Man in the Moon

He is a choir boy,
Open mouthed,
Singing a long slow note
Of perfect pitch, perfect tone.
His angelic face glows
Like the full moon.

He is a prisoner,
Open mouthed,
Crying out in pain -
An agonising scream.
His burning hate flashes
Like the full moon.

He is a drowning man,
Open mouthed.
Gasping for breath,
Choking on swallowing waves.
Only his head is above the darkness,
Like the full moon.

He is an omnipotent god,
Open mouthed.
Breathing out fire,
Burning into the night.
His spirit glows -
He is the full moon.


This is not quite the first poem I ever wrote, but it was the first to get published. It appeared in Proof – a magazine of new writing published by Lincolnshire and Humberside Arts – in September 1984. I was eighteen years old at the time and was over the moon (pun intended) to see my name in print, believing back then that only publication could make me a true writer.

I began writing poetry when I was about twelve. If I remember correctly, my very first ever attempt was this…

Tom Thumb


I met a man
He was a midget,
He was no bigger
Than my digit.

Tom Thumb, Tom Thumb,
That was his name.
Tom Finger, Tom Finger,
Was just the same.

On reflection, perhaps I was younger than twelve. Anyway, over the following years I built on this dubious start with several other offerings – all of which I still have copies of because I carefully typed them out on A5 sheets of paper at the time and turned them into a collection.

I liked writing poetry. It was like playing a game where following the rules was a lot of fun, but where you could also choose to ignore them if you wanted to.
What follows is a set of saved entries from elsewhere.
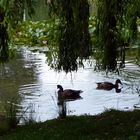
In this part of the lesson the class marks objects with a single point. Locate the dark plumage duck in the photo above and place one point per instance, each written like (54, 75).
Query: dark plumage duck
(108, 85)
(68, 93)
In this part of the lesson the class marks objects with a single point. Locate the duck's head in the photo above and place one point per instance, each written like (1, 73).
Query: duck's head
(118, 81)
(60, 87)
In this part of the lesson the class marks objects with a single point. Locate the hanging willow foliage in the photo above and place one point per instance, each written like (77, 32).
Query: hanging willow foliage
(109, 17)
(73, 36)
(3, 38)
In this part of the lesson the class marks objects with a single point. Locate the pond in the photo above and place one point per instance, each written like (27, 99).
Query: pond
(33, 84)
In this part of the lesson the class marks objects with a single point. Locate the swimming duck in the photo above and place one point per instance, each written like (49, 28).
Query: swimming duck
(68, 93)
(108, 85)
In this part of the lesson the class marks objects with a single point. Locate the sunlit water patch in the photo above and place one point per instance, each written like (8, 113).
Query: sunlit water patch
(36, 85)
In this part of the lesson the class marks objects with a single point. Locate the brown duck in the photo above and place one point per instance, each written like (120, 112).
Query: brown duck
(108, 85)
(68, 93)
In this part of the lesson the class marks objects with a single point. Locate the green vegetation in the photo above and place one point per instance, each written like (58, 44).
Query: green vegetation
(109, 125)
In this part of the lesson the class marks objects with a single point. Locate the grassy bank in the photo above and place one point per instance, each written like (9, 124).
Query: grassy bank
(110, 125)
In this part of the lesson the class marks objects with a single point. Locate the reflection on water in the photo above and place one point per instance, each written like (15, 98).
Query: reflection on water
(29, 77)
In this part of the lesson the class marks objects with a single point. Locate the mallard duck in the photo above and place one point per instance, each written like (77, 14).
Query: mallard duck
(68, 93)
(108, 85)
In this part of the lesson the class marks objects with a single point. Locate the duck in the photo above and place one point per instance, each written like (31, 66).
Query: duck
(109, 85)
(68, 93)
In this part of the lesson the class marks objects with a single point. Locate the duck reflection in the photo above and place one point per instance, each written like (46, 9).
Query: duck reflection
(110, 86)
(65, 96)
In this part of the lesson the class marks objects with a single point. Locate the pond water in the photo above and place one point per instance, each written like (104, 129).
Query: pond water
(28, 79)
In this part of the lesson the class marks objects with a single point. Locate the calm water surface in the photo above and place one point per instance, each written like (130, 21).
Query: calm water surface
(29, 77)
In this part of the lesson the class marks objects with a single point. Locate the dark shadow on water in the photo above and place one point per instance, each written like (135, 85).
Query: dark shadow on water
(62, 105)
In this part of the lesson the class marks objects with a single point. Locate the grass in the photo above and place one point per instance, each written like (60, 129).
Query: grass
(110, 125)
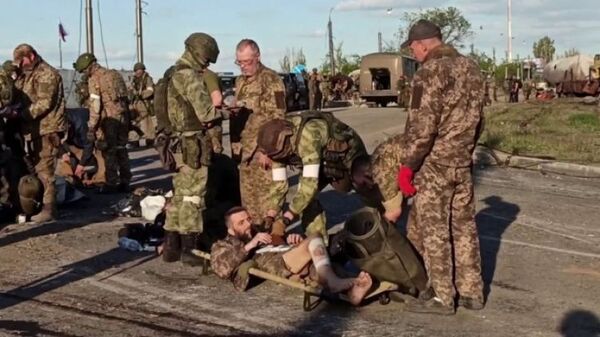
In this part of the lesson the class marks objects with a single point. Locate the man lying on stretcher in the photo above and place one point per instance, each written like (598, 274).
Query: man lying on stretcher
(306, 257)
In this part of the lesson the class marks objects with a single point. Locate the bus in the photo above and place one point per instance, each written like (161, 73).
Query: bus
(379, 75)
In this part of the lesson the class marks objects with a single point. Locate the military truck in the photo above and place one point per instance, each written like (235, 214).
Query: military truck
(379, 75)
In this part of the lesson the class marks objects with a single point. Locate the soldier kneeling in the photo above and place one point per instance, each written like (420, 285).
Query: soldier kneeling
(240, 246)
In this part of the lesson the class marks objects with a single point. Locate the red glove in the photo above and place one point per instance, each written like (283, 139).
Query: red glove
(404, 179)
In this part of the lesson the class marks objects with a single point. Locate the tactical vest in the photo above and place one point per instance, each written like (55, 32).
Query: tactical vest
(377, 247)
(342, 146)
(181, 119)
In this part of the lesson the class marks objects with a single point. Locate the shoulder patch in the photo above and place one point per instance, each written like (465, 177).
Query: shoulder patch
(280, 99)
(417, 95)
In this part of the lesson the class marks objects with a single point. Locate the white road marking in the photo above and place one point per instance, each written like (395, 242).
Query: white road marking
(526, 222)
(548, 248)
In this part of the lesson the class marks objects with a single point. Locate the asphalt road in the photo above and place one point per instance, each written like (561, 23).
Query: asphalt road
(540, 238)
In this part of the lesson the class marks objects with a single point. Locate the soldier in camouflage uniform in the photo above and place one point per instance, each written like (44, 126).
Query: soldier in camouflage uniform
(372, 180)
(324, 148)
(142, 92)
(213, 85)
(190, 114)
(40, 92)
(403, 92)
(325, 88)
(84, 152)
(108, 125)
(260, 93)
(440, 135)
(232, 257)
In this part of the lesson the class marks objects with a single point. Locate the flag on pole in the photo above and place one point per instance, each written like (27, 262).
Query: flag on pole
(62, 33)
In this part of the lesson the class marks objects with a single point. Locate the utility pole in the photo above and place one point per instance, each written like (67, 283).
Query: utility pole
(509, 24)
(331, 49)
(138, 31)
(89, 24)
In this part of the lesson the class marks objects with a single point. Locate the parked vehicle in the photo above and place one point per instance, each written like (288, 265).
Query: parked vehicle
(379, 75)
(296, 91)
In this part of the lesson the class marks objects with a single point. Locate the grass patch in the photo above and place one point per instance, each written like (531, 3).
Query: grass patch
(561, 130)
(585, 121)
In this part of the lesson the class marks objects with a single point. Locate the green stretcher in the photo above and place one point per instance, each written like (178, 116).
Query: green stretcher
(312, 295)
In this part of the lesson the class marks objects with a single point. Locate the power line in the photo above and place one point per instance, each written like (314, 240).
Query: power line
(101, 33)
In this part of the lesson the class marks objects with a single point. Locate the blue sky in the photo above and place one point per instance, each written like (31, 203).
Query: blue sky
(279, 25)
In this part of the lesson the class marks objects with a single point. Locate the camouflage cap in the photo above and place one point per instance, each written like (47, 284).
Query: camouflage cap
(139, 66)
(272, 135)
(8, 66)
(31, 191)
(203, 48)
(84, 61)
(421, 30)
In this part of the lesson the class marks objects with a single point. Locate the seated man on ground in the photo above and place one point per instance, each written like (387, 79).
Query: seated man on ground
(240, 245)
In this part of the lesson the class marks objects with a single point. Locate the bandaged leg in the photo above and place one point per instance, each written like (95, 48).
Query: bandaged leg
(320, 259)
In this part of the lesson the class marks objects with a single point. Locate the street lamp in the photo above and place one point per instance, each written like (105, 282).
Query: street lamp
(330, 34)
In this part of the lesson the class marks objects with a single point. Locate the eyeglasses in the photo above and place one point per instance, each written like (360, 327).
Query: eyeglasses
(244, 62)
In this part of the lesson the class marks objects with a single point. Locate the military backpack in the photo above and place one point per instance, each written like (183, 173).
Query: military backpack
(342, 147)
(377, 247)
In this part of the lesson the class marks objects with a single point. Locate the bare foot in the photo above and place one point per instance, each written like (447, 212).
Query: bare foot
(336, 285)
(359, 289)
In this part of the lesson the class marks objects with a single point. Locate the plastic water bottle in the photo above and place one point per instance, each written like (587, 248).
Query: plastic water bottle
(130, 244)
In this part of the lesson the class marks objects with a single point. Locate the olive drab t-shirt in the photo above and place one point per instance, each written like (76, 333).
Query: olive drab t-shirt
(212, 81)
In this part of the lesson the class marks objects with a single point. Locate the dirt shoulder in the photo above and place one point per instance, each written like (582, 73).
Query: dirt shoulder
(562, 130)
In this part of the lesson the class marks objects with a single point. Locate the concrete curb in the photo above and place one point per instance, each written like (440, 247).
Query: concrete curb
(486, 157)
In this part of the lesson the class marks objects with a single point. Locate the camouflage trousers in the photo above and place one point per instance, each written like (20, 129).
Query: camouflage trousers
(64, 169)
(255, 183)
(314, 101)
(44, 150)
(442, 228)
(215, 134)
(314, 221)
(116, 159)
(184, 214)
(143, 121)
(147, 125)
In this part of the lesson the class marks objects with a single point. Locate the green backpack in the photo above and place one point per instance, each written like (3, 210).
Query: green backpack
(377, 247)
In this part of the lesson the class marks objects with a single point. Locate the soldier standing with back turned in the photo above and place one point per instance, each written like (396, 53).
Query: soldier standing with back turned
(142, 92)
(108, 125)
(442, 128)
(40, 91)
(190, 114)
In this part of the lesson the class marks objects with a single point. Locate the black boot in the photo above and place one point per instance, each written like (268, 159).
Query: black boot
(470, 303)
(188, 243)
(172, 247)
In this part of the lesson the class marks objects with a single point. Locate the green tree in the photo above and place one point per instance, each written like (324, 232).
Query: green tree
(571, 52)
(485, 62)
(291, 59)
(456, 29)
(544, 49)
(344, 64)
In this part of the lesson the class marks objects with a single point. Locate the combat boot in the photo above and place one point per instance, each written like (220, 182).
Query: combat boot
(108, 189)
(188, 243)
(47, 214)
(172, 247)
(432, 306)
(470, 303)
(123, 187)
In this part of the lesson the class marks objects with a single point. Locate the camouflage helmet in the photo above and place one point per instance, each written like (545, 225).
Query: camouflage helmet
(84, 61)
(272, 138)
(31, 191)
(9, 67)
(139, 66)
(203, 47)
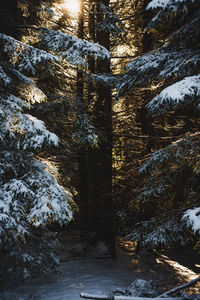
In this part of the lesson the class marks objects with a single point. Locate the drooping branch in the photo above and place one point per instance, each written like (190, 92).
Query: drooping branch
(178, 288)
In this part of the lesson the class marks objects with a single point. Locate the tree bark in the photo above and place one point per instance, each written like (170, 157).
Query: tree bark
(103, 201)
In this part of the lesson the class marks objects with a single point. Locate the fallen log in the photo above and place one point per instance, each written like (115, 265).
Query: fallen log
(160, 297)
(145, 298)
(178, 288)
(101, 297)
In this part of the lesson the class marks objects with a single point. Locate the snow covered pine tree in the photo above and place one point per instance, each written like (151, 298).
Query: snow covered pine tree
(171, 70)
(30, 197)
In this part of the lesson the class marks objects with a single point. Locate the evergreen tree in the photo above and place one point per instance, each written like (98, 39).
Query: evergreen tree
(30, 198)
(171, 73)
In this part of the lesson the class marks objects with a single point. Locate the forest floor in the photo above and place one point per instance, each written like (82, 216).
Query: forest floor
(97, 275)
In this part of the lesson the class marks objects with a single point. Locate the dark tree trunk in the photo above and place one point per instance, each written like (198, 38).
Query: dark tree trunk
(102, 206)
(82, 155)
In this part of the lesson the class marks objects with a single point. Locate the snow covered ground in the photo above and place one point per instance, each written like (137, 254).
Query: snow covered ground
(101, 275)
(76, 276)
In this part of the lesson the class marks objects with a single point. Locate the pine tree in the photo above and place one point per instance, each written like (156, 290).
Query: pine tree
(170, 72)
(31, 200)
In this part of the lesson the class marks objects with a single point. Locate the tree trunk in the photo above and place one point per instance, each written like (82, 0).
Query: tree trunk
(82, 154)
(103, 211)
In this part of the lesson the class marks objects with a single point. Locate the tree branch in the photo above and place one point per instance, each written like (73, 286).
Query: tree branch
(178, 288)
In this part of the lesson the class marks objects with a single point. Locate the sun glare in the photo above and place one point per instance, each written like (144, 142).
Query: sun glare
(73, 6)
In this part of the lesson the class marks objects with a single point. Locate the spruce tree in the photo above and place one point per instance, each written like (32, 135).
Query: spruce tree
(31, 200)
(171, 74)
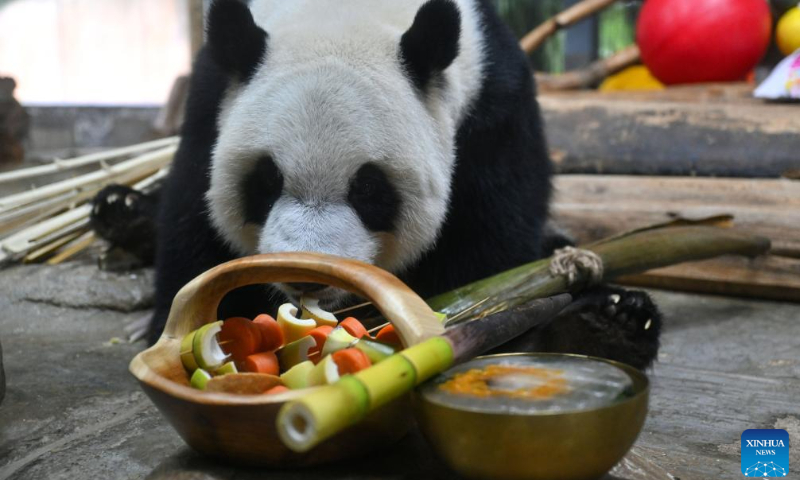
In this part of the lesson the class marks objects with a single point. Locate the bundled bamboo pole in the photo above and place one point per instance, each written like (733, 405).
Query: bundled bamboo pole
(311, 419)
(63, 165)
(120, 173)
(34, 240)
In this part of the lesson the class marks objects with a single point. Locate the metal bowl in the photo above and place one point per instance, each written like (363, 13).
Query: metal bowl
(566, 445)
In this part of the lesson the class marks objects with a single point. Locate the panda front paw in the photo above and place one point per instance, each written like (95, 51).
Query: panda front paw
(126, 219)
(608, 322)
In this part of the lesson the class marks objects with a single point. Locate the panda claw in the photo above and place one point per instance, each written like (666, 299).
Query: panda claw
(130, 199)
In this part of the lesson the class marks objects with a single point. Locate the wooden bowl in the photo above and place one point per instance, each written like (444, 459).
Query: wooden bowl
(240, 428)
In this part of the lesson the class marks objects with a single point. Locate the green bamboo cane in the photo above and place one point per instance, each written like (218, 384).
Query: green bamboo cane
(311, 419)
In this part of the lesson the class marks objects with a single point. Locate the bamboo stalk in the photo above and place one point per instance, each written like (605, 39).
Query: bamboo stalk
(63, 165)
(594, 73)
(570, 16)
(75, 247)
(46, 250)
(633, 253)
(30, 238)
(125, 171)
(304, 423)
(325, 412)
(55, 228)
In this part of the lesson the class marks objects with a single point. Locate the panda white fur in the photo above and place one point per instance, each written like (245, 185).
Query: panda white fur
(402, 133)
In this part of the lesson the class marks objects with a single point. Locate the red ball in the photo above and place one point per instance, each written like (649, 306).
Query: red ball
(689, 41)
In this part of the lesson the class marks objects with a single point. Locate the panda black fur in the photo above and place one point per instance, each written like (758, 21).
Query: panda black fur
(409, 138)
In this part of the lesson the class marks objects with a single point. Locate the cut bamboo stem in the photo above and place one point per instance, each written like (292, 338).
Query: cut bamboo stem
(48, 249)
(570, 16)
(128, 170)
(64, 165)
(640, 251)
(325, 412)
(304, 423)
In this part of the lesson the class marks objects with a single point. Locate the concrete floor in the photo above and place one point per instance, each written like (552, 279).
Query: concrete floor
(72, 410)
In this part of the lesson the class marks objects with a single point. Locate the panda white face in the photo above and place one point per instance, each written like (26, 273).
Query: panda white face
(327, 146)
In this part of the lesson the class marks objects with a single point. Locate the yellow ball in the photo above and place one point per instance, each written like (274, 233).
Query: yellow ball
(637, 77)
(787, 34)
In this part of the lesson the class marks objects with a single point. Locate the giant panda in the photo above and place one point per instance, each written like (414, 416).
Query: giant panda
(402, 133)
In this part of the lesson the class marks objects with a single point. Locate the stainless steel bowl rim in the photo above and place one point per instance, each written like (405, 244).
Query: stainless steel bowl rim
(635, 375)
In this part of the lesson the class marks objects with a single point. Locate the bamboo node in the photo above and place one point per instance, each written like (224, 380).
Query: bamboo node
(577, 265)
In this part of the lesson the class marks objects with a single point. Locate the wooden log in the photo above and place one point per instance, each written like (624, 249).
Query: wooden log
(767, 277)
(592, 207)
(682, 132)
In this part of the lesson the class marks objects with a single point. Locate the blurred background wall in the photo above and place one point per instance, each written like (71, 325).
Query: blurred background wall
(94, 52)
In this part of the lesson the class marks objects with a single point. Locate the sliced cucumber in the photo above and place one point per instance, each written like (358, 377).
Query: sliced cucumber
(325, 372)
(293, 328)
(187, 352)
(205, 345)
(311, 309)
(297, 376)
(376, 351)
(295, 352)
(229, 367)
(337, 340)
(200, 379)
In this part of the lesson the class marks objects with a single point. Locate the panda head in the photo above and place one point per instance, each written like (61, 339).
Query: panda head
(334, 136)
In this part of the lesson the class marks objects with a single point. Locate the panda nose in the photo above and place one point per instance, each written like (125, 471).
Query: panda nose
(307, 287)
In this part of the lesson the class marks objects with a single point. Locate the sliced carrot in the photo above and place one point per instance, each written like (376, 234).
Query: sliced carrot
(239, 337)
(315, 356)
(264, 362)
(271, 333)
(320, 334)
(351, 360)
(353, 327)
(276, 389)
(389, 335)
Finding the perfect word or phrase to fit into a particular structure or rhyming scheme was an incredibly rewarding challenge, but so was writing free verse, where I could chop up my sentences however I liked, where I could scatter words about the page, or form them into a specific shape.

Most of this early work is terrible, but then most of my early attempts to ride a bicycle were also somewhat disastrous. The difference between the two is that when you ride a bike badly you tend to know it, because you fall off a lot, or only stop when you hit something. With my early poems, I had no idea whether they were amazing, or execrable.

In my final year at school, we had a visit from a local poet who came in to read some of his work and talk to us about the business of making a living as a writer. His name was Gerry Wells, and he was the first professional writer I had ever met. I approached him afterwards, told him I was also a poet and asked his advice. He was kind enough to let me send him some of my work, and then invited me round to his house to discuss it.

Most of my poetry, he told me, was very personal and while some of it was nicely written, it wouldn’t really mean much to anyone apart from me. If I wanted to start getting stuff published, I would have to look beyond myself, write about the world around me, rather than the world inside my head. Writing the personal stuff was fine, he said, but only for the purposes of catharsis (my introduction to the word). Write it, get it out of my system, file it away in a drawer somewhere and then write something that other people would more likely want to read.

So that’s what I did. I started looking around me and describing what I saw; other people, buildings, the countryside, even scenes I visualised from novels I was reading – anything I thought other people could relate to. And one night, while searching for inspiration, I found a full moon.

And I could clearly see the man in the moon. He had two big eyes, and a wide, open mouth. Was he howling? Was he singing? Who was he?

Most of my teenage poetry is dark and depressing, and this one began in the same tone – I wrote the drowning man stanza first, because this was the first thing that came to mind. I then decided to expand on the original idea and create several different versions of the man, and fit each one into a similar structure to the first, repeating the second and final lines.

The choir-boy came next, and then the prisoner (I don’t remember where those ideas came from) but having filled in their missing lines, I decided to re-order the stanzas so that the poem started off in a vaguely pleasant tone and got darker as it progressed.

But I needed a final stanza that brought the whole thing together, and my default topic at the time was religion. I’m not, and never was, religious myself, but I liked the idea of power that was associated with a god – particularly an Old Testament sort of god – and a lot of my early poems refer to god, or prayer, or damnation. I don’t think it occurred to me at the time, but maybe this was my way of trying to relate to other people rather than staying inside my own head.

Gerry Wells had also recommended somewhere for me to submit my work – a magazine called Proof that was looking for work by local writers, including younger ones who might still be in school – and I thought I would make that my first attempt. I seem to remember spending days typing out the five poems I submitted, and probably as long again on the covering letter, but clearly all that effort was worth it as a copy of the magazine arrived in the post some time later and there I was, at the bottom of page 7, a published poet at last.

As for the poem itself, this is exactly how it appeared in print all those years ago. Looking at it now, there are a lot of things I would change. A lot. So many, in fact, that I doubt it would survive the editing process. And what would be the point anyway? To prove that I’m a better writer now than I was thirty-six years ago? If I’m not, then I’m doing something seriously wrong. If I am, then I’ve probably got better things to be doing than polishing an old turd.

So I think I’ll leave it just the way it is, thank you very much.